La corretta pianificazione di una pipeline che tenga conto anche dei risvolti regolamentari è ora più che mai una necessità imprescindibile.

Proprio nell’alveo di un rinnovato interesse nazionale in materia blockchain, lo scorso 18 giugno il Mise ha avviato la pubblica consultazione con oggetto “Proposte per la Strategia nazionale in materia di tecnologie basate su registri condivisi e Blockchain” (“Documento Mise”). Le linee guida da seguire per permettere lo sviluppo e la diffusione delle distributed ledger technology (DLT), anche sub specie di blockchain, evidenziano il forte interesse che suscitano – in ambiti eterogenei – dette tecnologie.

Un’analisi del documento Mise

Uno dei primi elementi evidenziati dal documento Mise è l’incertezza normativa che permea la materia, cui segue la proposta di dotare il Paese di un quadro regolamentare competitivo nei confronti degli altri paesi, eventualmente anche promuovendo progetti e sandbox regolamentari volti a favorire l’introduzione e lo sviluppo di DLT e blockchain (come già avvenuto per il settore FinTech con il D.L. n. 34/2019, convertito nella L. 28 giugno 2019 n. 58).

Del resto, non vi è una definizione giuridica univoca di cripto-valute e token digitali, nonché delle attività a essi correlate. In attesa di un intervento normativo che ne dia una lettura puntuale e di sistema, è possibile, dunque, solo limitarsi a registrare le definizioni rilasciate da alcune istituzioni, le opinioni dottrinali espresse in materia e lo “stato avanzamento lavori”.

In termini a-tecnici, sembra utile individuare i termini che nel prosieguo saranno utilizzati per circoscrivere il fenomeno della c.d. cripto-attività.

Per “cripto valuta”, si intende una rappresentazione digitale di valore, non emessa né garantita da banche centrali né da altra autorità pubblica e priva dello status legale di valuta o di moneta. Per “token digitale”, si intende il gettone digitale emesso perlopiù in occasione di un Initial Coin Offerings.

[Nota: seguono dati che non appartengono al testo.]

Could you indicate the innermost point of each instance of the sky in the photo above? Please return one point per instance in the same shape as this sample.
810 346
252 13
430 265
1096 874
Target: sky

Si suole discutere di “security token” quando il token rappresenta una partecipazione, in termini di dividendi, diritti di voto, tassi di interessi e/o percentuale sugli utili, al successo dell’ente emittente, quindi diritti economici legati all’andamento dell’iniziativa imprenditoriale; di “utility token” quando il token rappresenta diritti diversi, legati alla possibilità di utilizzare il prodotto o il servizio che l’emittente intende realizzare, escludendo espressamente finalità di natura monetaria, speculativa e partecipativa.

Diverse sono le possibili qualificazioni giuridiche riconducibili alle cripto-valute e diverse le conseguenze che dalla qualificazione derivano ai sensi della normativa legale e regolamentare.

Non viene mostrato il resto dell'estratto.